Aims: To establish a highly effective prokaryotic recombinant expression system for human augmenter of liver regeneration (hALR) and to characterize the recombinant hALR both in vitro and in vivo.
Methods: ALR cDNA was synthesized and inserted into expression vector pET28a+, the recombinant plasmid was transformed into BL21, and expression of hALR was induced by IPTG. Recombinant hALR (rhALR) was purified by sequential detergent wash, enterokinase (EK) digestion, gel-filtration, and chelating chromatography. The rhALR was identified by SDS-PAGE, immunoblotting, MALDI-TOF-MS, and N-terminal sequencer. Cell proliferative effect of rhALR on human hepatocytes was analyzed by MTT. The protective effect of rhALR on liver function was observed on CCl(4)-induced intoxicated mice.
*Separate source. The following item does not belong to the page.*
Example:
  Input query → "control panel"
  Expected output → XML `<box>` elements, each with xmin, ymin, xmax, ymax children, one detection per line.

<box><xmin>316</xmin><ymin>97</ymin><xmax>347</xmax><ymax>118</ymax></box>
Results: Recombinant expression plasmid of ALR [pET28(a+)-hALR] was confirmed by restriction enzyme digestion and DNA sequencing. The expressed rhALR constituted 30% of total bacterial protein. Molecular weight was 15,029 for monomer and 30,136 for dimer by mass determination. N-terminal was M-R-T-Q-Q, exactly the same as anticipated for hALR. The purified protein migrating at about 15 KD showed excellent antigenicity in immunoblotting. The rhALR also showed a strong stimulative effect on hepatocyte proliferation. ALT and AST levels, liver histological structure, as well as the survival rate of CCl(4)-intoxicated mice were significantly improved when rALR was administrated at 40 microg/kg or 200 microg/kg.
Conclusions: The rhALR is successfully expressed highly effectively with anticipated MW, N-terminal, and antigenicity. It could play an important role in relieving acute hepatic injury and hepatic failure by promoting hepatic cell proliferation and improving liver function in CCl(4)-intoxicated mice.